Meeting up with his mum..

Not panicking enough to do something about it though!! He’s just really annoyed me. I’ve been so good and one conversation like that turns everything upside down! To me it’s simple, I had a problem that caused the break down of our relationship, I have fixed that problem and yet he won’t go back there again. Denial, I dunno what it is, stubbornness maybe. I almost wanna shake him and be like wtf is your problem just give me a chance! I need to just calm myself down!

He’s saying he feels like I’m trying to justify us getting back together, that he’s glad I’m ok and I’ve sorted myself out but that doesn’t change his feelings. I haven’t said anything about us getting back together just that I wouldn’t rule it out!

Take some breaths and think about all the positive things you’ve done!
Is this making you think twice about him and what you want? It’s back to that same thing of when one pushes and acts out then the other one pulls away, except he’s now doing it to you not the other way round!

I know in my heart I want us back together, because I know that we would be ok. It’s just confusing me and I’m getting upset about it. I feel like I’m back at square one again with all the hurt from when we first broke up!

Would it be to much to start NC again? It might do you some good?

I think that’s exactly what I need to do. For some reason he’s got it in his head im trying to push to get back, I really don’t know how he has got that because I’ve said nothing. But if that’s the case then nc is all I can do. I can’t risk him feeling pressured and obviously im doing something wrong!

Hrm sounds to me like maybe it’s him, not you! Perhaps he’s got his own issues to work on… Or maybe he’s just afraid? I’m sure he can see that you’ve improved yourself and everything but maybe he’s just not feeling safe enough at the moment, you know?

Really though, who knows, people are so complicated.

As for me I’ve just been out for a night out with some friends… And it was amazing! Had a great time :slight_smile: We went out for dinner and out to the pub and we all stayed in a hotel together… And it was fun. It made me realise that actually, I can be happy without my Ex… Gives me hope that if things don’t work out that I can find happiness elsewhere.

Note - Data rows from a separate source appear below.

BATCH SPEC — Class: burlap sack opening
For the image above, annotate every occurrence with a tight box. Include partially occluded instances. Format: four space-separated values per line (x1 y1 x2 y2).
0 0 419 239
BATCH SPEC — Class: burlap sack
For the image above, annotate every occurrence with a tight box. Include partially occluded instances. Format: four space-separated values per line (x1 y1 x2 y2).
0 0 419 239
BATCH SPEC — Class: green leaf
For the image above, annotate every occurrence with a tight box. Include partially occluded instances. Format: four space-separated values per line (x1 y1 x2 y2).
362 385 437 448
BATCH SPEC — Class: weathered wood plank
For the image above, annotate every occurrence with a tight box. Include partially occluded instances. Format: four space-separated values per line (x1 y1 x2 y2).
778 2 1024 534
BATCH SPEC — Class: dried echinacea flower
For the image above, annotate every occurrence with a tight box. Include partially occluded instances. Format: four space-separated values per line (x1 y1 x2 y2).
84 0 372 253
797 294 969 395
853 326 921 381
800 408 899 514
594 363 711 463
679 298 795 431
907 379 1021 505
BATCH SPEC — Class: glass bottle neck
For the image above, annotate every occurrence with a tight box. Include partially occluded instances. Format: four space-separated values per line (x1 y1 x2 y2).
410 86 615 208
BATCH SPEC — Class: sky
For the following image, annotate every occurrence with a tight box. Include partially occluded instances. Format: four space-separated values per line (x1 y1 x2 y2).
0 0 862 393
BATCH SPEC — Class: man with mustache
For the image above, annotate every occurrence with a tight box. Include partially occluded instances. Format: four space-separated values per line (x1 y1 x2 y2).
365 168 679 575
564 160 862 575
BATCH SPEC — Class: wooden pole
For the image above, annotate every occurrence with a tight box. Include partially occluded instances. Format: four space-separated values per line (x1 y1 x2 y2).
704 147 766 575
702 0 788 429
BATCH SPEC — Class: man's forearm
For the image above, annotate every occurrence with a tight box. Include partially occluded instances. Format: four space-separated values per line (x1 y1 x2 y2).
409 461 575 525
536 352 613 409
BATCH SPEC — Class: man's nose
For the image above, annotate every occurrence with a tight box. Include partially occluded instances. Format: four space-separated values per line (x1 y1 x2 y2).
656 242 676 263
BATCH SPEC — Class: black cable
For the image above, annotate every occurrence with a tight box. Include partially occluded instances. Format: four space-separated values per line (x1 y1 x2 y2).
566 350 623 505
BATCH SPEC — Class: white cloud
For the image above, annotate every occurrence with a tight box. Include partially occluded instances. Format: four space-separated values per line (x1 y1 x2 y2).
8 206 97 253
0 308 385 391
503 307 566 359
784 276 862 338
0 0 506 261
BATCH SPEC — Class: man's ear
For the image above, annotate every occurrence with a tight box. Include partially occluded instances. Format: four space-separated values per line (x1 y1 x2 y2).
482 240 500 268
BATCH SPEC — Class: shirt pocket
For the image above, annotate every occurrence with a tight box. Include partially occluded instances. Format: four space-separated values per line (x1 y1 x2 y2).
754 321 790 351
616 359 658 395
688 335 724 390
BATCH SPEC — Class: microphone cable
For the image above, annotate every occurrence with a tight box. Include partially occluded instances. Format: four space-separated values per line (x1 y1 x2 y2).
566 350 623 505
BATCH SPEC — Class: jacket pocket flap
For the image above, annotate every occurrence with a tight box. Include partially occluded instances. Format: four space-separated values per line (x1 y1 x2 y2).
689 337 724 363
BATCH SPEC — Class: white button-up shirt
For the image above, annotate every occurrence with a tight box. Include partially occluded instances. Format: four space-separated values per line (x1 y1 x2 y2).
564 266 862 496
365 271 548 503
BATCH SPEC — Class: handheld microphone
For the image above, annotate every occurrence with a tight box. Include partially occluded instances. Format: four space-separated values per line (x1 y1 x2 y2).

But weirdly, I also feel a little guilty about going out and enjoying myself. I can’t help but wish I’d been out with her instead of my friends.

Also, although I’m trying my best not to, I’m still worrying about that letter I sent. Though I’m trying to remind myself that to not have expectations and not worry about what ifs etc etc. But now I’m also worrying that if she DOES start talking to me again, that I won’t be emotionally strong enough to be able to coax her back to me heh.

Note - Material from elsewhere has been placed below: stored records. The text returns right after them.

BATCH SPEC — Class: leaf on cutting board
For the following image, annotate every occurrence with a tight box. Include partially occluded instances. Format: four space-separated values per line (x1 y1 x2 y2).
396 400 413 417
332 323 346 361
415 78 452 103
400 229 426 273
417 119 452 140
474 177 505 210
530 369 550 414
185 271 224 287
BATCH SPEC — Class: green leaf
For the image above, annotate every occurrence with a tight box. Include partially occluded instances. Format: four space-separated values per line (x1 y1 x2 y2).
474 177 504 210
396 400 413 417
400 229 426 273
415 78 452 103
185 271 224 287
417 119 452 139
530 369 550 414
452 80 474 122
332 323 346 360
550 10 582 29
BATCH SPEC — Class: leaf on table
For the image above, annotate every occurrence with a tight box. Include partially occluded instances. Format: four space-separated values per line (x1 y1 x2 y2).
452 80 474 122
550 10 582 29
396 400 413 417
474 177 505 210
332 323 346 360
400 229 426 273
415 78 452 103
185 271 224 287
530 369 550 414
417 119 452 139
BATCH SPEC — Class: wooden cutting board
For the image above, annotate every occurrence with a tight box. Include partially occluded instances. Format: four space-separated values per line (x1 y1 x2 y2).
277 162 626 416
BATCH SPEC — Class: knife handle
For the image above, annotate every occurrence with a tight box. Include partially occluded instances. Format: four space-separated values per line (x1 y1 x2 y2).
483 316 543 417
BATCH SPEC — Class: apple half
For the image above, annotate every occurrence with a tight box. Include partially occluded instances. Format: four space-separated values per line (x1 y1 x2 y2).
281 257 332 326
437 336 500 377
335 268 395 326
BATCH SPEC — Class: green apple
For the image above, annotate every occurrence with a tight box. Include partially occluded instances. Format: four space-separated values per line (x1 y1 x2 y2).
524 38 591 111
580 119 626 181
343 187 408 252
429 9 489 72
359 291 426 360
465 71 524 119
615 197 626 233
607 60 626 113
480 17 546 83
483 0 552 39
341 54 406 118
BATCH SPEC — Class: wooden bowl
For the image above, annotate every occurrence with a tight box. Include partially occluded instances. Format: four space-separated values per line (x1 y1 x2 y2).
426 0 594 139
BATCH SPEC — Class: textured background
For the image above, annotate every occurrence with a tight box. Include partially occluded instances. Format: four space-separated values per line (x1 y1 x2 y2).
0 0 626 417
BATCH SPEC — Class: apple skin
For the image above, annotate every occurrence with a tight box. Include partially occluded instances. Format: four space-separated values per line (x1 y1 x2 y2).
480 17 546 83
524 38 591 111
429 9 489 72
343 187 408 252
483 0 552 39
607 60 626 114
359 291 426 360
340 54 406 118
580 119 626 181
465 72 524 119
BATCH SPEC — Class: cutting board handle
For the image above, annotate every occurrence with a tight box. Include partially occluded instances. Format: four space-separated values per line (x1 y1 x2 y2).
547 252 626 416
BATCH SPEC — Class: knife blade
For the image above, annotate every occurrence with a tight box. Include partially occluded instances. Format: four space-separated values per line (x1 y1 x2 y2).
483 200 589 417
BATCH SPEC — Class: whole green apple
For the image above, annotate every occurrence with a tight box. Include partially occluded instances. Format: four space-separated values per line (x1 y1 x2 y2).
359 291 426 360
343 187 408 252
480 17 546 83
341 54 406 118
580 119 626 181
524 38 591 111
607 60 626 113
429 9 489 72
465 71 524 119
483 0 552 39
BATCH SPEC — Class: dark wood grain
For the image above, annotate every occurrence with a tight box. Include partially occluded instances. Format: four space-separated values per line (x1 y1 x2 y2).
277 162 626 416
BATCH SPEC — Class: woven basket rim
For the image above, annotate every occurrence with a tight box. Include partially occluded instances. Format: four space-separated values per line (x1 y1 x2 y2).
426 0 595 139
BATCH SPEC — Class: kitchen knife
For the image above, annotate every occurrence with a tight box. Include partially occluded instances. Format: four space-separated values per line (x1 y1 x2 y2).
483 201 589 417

I guess I can’t win :stuck_out_tongue:

@annakis yeah it could be him. I was starting to think he still had feelings but was afraid of persuing them. But I dunno, what he said this morning kind of made me feel the complete opposite, that those feelings just aren’t there at all. I’m very confused. But still wondering why he wouldn’t be able to meet me if he didn’t have feelings still?

That’s good that you went out and had fun. No need to feel guilty for it at all. That’s what you should be doing :slight_smile: as for the letter, I know it’s hard, but try your hardest not to dwell on it

I agree with @annakis I think he is afraid! He’s seen you do all these positive things and perhaps he feels he needs to make some positive changes to and he’s worried that you’ll move on in the meantime? I think your right, start NC again… I think it’s another liberating act on your part to show you can do it…

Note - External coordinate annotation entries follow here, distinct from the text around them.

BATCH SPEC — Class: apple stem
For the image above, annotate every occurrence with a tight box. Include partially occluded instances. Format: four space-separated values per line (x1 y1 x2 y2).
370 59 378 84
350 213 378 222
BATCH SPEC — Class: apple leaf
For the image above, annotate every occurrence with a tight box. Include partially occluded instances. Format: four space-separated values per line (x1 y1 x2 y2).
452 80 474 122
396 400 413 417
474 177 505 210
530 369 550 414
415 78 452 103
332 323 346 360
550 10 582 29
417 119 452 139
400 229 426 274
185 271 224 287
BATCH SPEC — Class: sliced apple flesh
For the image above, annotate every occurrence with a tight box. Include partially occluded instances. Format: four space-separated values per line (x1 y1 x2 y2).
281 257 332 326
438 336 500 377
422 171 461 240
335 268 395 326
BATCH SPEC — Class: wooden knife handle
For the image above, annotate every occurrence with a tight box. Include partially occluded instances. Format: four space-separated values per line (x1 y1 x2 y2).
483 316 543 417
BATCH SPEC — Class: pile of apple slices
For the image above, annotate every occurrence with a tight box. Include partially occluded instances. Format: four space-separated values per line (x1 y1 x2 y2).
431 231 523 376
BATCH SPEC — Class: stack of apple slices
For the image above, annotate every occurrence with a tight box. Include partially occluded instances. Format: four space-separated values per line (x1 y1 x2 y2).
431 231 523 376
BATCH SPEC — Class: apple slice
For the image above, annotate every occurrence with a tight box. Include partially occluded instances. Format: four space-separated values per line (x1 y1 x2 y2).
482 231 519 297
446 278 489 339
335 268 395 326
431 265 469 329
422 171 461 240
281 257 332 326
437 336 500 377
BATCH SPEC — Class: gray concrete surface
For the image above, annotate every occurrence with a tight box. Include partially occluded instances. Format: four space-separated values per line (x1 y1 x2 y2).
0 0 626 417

@annakis do not feel guilty for enjoying yourself! It is completely normal to wish she were there, as I imagine when you were together she would have been!

Do you not feel strong enough yet? Remember, just if she responds you don’t have to respond straightaway! Give yourself some time to think about how your going to deal with it… And you can’t do that until she comes back to you! Just try and stay positive until you know… :slight_smile:

Yeah you’re right, and I did really have fun. I felt happy, I felt confident… Barely thought about her. But I can’t help but thinking man, I wish she’d been there, seen how happy and how confident I was…

And yeah I can see how you’d be confused… I am too to be honest. Maybe he doesn’t know what he wants yet either? Sometimes people get back together in a matter of weeks, but I think for a lot of us we’re probably in it for the long haul… Which sucks because I know personally I don’t want to wait, but it’s an advantage for us too because it gives us more time become better people and to think of ways we can make our new relationship with our Ex’s work…

I feel im kind of kidding myself a little bit that he’s feeling that way! It could be true but he could also genuinely be fine and not have any feelings. I just find that a little hard to believe!

Yes, no contact again. I’ve done it before I can do it again!

Argh I know I hate feeling that way. I want to believe that when she’s not with her new bf, my ex is sitting there thinking about me and wondering if she made the right decision. She said something along the lines of “If it’s meant to be, I’ll come back.” Which makes me think perhaps even as she broke up with me she was already unsure if it was the right thing… Perhaps she was leaving herself a way to come back if this new relationship didn’t work?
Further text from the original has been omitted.